Monday, June 3, 2019

The Missing Bill Barr Obstruction Analysis - Just Security

The Missing Bill Barr Obstruction Analysis - Just Security
by David R. Lurie
"The American public and Congress should demand that the Attorney General disclose his analysis."

Robert Mueller has been criticized from both poles of the political spectrum for declining to conclude whether President Donald Trump engaged in conduct meriting his indictment for obstruction of justice.

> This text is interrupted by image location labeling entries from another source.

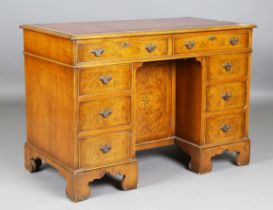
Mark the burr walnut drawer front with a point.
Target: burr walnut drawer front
(209, 41)
(105, 149)
(122, 49)
(99, 114)
(225, 128)
(222, 67)
(105, 79)
(226, 96)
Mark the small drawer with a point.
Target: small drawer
(207, 41)
(225, 128)
(122, 49)
(226, 96)
(223, 67)
(106, 113)
(105, 149)
(105, 79)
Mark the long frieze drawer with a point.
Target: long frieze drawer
(105, 149)
(209, 41)
(105, 78)
(225, 128)
(226, 96)
(105, 113)
(122, 49)
(223, 67)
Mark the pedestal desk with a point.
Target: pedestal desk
(98, 92)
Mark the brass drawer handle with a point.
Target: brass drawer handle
(150, 48)
(124, 45)
(98, 52)
(190, 44)
(226, 128)
(105, 79)
(212, 38)
(228, 66)
(106, 113)
(226, 96)
(234, 40)
(106, 148)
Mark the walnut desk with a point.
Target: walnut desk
(97, 92)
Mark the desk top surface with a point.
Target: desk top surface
(100, 28)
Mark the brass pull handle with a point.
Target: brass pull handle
(98, 52)
(105, 79)
(150, 48)
(226, 96)
(228, 66)
(106, 148)
(106, 113)
(124, 45)
(190, 44)
(212, 38)
(226, 128)
(234, 40)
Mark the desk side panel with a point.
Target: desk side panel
(50, 109)
(49, 47)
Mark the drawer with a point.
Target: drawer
(226, 96)
(225, 128)
(105, 113)
(222, 67)
(122, 49)
(105, 79)
(105, 149)
(210, 41)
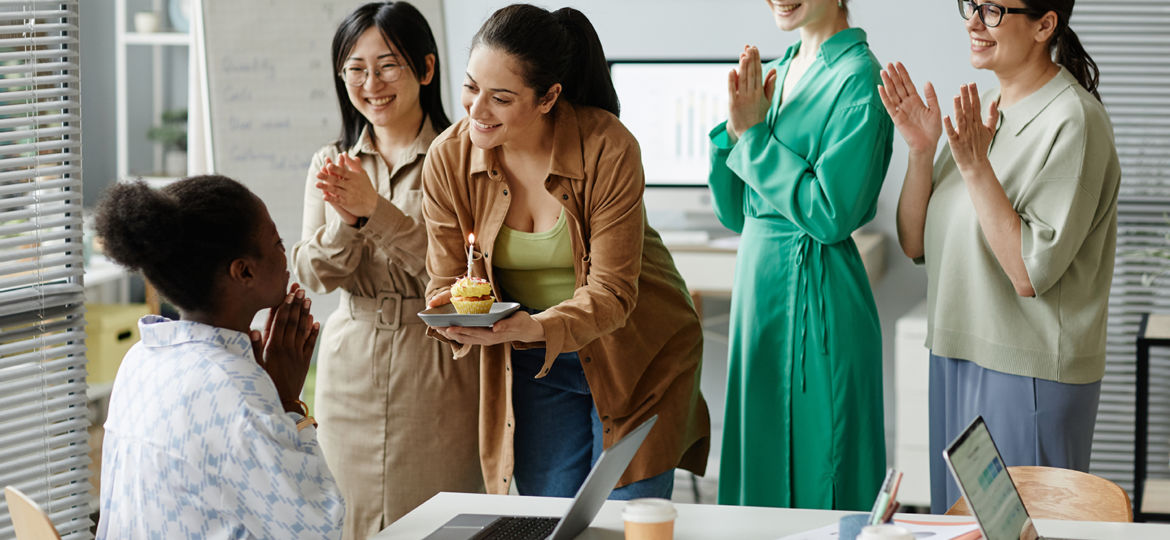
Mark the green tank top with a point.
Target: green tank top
(536, 269)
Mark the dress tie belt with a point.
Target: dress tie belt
(809, 250)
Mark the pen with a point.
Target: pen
(893, 491)
(882, 497)
(889, 513)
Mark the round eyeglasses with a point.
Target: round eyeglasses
(991, 14)
(386, 73)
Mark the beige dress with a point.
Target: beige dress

The far deeper mystery, however, is how Attorney General William Barr concluded that Trump did not commit an indictable offense.  Barr has yet to disclose his analysis, and his vague accounts of it to date are strikingly incomplete, and sometimes highly implausible.
In his March 24 four-page summary, Barr asserted that in none of the various scenarios outlined in the Mueller Report were the elements of an obstruction offense satisfied, stating:  “the report identifies no actions that, in our judgment, constitute obstructive conduct, had a nexus to a pending or contemplated proceeding, and were done with corrupt intent.”  Following the release of the Mueller Report, Barr’s assertion appears difficult to understand. The Report details multiple efforts by Trump to interfere directly in, or terminate, ongoing grand jury investigations, including by firing Mueller or ending his office’s investigation of matters related to the 2016 election.  Over 1,000 former federal prosecutors have said that the conduct described in the Mueller Report would “result in multiple felony charges for obstruction of justice.”
To date, Barr has not faced remotely searching questions regarding the substance of his analysis, but we do have some hints.  In June 2018, prior to becoming Attorney General, Barr submitted a 19-page memorandum to Rod Rosenstein (who was then supervising Mueller’s investigation), as well as Trump’s defense team, titled “Mueller’s ‘Obstruction’ Theory.”  In the memo, Barr asserted that the primary federal obstruction of justice statute, 18 U.S.C. § 1512, is largely inapplicable to the president, and also argued that the Constitution effectively immunizes the president from criminal liability for interfering with, or even shutting down entirely, criminal investigations (including investigations of his own conduct), regardless of whether the president acts with corrupt intent.  Barr reasoned that, as the head of the Executive Branch, the president has plenary “discretion” to direct the operations of the Justice Department, and therefore cannot face criminal liability for doing so, even in a self-interested manner.
If Barr’s analysis of the conduct described in the Mueller Report was grounded upon the theories set forth in his June 2018 memo, then certain of the Attorney General’s conclusions might begin to make some sense.  In other words, applying Barr’s highly unusual view of the law could produce conclusions that diverge, at least in part, from those of the 1,000 former federal prosecutors.